The Berlin production involved youngsters from various youth theatres. The play was staged by theatre director Lydia Ziemke and acting tutor Uta Plate. The chance to work on the play with these young people was a fantastic gift, comments Plate.
The youngsters had just 11 days to rehearse the play, says director Lydia Ziemke. But before they could begin, they had to learn a great deal about Gaza and its residents, about the war and everyday life.
"The first major experience was to establish how wonderful it is to get acquainted with the daily lives of the people, to hear personal stories beyond the confines of politics, state entities and walls," explains Ziemke. "The central question was: how are our contemporaries faring?" The director goes on to say that this was the greatest motivation for her, to discover this and personally relate to what she found.
Moreover, the youngsters did not know much about the situation in Gaza: "We tried to get this across slowly over the course of several discussions. Of course, it's all very complicated," recalls the director.
The young actors were attuned to the lives of their contemporaries in the Gaza Strip during a collective weekend. During the weekend, the question repeatedly arose: "What would it be like if there was a war here?"
It was not easy for the young people to gain a real sense of this very different world. Speaking after the performance, 17-year-old Sophia says she had not known much about the Gaza Strip. She says that despite this, the experiences of her contemporaries had had a great impact on her. For her performance, she deliberately selected the monologue of Fatima, a young Palestinian woman who describes her dreams. Sophia says they are dreams that she can also closely identify with.
A highly emotional experience
Mohammed's experience was quite different – after all, he is Palestinian. His father comes from the West Bank and his mother from a refugee camp in Lebanon. He was himself born in Germany and participates in the theatre initiative "Grenzen-Los" ("Border-less") in the Berlin district of Moabit.
Mohammed reports that working on this play about young Palestinians was a highly emotional experience. At the same time, he says he was delighted at the interest and commitment of his fellow actors, who plagued him with questions about Palestine and the Palestinians, but also about his own life in Germany.

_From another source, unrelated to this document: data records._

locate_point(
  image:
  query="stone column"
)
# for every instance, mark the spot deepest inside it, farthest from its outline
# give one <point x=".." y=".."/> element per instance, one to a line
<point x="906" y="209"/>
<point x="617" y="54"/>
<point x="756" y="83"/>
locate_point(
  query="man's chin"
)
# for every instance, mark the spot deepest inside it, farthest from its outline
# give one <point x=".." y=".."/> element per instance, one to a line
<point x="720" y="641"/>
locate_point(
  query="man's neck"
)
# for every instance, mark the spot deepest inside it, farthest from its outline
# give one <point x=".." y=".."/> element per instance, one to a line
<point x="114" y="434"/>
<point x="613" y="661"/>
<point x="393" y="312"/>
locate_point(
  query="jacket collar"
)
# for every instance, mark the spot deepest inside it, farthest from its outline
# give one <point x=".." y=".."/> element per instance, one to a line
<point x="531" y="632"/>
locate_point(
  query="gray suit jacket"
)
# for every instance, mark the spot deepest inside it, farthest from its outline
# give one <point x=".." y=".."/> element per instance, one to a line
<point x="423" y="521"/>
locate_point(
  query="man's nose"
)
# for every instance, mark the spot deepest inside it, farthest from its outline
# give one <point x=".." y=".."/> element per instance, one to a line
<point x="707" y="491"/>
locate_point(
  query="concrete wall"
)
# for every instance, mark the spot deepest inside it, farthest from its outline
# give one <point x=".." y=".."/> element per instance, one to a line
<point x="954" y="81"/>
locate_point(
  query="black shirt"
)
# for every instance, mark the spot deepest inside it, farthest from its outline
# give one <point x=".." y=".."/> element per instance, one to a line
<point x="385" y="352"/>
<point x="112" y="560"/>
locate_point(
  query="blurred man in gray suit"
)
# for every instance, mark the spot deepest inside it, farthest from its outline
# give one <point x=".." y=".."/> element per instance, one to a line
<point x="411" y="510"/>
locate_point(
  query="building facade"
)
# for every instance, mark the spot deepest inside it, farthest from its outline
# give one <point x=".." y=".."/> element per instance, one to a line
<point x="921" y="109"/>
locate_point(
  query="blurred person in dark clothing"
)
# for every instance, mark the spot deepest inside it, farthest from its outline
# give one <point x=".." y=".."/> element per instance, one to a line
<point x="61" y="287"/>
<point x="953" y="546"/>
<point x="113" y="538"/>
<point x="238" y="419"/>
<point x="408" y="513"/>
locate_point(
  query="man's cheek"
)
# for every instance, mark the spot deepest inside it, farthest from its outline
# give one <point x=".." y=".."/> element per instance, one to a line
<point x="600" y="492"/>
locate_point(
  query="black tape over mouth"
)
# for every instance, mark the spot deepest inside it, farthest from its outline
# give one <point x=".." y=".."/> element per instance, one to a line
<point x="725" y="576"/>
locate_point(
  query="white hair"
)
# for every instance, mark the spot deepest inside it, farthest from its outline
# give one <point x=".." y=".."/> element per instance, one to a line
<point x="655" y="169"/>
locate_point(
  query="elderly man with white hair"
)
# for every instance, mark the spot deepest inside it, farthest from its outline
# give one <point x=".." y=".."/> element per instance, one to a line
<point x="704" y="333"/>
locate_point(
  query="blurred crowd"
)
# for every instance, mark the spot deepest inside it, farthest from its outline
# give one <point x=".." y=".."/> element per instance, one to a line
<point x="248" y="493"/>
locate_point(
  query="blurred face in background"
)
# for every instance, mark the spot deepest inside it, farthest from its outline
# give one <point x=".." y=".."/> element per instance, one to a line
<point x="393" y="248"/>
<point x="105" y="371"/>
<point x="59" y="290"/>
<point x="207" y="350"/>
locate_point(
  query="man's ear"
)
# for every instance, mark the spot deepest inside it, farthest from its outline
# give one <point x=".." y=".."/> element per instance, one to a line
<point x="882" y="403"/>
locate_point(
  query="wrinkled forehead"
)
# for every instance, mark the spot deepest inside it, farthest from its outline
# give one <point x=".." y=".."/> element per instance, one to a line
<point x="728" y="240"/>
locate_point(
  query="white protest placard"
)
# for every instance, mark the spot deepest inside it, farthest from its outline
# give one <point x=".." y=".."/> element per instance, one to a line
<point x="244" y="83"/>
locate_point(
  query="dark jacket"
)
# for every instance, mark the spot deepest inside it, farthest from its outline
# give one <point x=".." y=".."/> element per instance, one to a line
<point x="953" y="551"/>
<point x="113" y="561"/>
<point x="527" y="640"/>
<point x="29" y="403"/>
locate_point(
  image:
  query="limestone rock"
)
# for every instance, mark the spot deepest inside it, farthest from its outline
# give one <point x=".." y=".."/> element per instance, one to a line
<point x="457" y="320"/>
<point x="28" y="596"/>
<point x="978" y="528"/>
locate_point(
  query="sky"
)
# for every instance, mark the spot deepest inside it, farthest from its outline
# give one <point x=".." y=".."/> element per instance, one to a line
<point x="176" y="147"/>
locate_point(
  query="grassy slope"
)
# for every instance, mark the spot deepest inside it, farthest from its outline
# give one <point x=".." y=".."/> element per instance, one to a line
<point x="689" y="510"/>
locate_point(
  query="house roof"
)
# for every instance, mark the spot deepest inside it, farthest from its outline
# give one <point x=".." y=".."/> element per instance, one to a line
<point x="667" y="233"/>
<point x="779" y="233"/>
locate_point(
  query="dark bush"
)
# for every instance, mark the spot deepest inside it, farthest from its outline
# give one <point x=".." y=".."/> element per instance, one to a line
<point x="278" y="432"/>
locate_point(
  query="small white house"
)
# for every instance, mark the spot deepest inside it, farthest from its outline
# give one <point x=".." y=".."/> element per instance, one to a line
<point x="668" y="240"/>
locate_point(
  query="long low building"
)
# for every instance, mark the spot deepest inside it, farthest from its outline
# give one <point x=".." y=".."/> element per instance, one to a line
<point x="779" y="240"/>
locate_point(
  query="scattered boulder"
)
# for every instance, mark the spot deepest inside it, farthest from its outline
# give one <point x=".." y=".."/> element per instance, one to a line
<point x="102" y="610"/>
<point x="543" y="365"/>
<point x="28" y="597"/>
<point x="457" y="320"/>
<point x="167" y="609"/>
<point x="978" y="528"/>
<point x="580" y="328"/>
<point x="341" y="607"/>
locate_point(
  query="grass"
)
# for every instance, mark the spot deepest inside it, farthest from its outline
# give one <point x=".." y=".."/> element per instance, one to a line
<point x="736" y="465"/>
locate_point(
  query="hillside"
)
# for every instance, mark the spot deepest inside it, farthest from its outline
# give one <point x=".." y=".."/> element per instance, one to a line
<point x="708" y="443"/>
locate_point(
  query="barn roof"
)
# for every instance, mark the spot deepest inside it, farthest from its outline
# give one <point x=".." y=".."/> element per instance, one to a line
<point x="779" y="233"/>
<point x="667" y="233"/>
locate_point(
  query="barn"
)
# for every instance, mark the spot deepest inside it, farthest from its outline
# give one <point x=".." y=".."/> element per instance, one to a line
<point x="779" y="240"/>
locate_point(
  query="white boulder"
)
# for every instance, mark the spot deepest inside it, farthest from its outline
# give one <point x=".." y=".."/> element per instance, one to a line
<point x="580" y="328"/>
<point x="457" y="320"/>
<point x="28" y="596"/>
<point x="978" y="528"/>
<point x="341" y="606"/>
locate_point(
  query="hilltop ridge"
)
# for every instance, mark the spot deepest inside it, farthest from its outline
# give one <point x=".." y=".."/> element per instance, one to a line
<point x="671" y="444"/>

There has only been one performance of the "Gaza Monologues" in Berlin so far. But both directors would very much like to see it performed again. It is due to be staged again by another ensemble in New York on 29 November, the International Day of Solidarity with the Palestinian People, on the sidelines of a UN meeting.
But the greatest dream of Lydia Ziemke and Uta Plate would be to invite the youngsters from Gaza to Berlin, and see them join forces with their German contemporaries in a theatre project.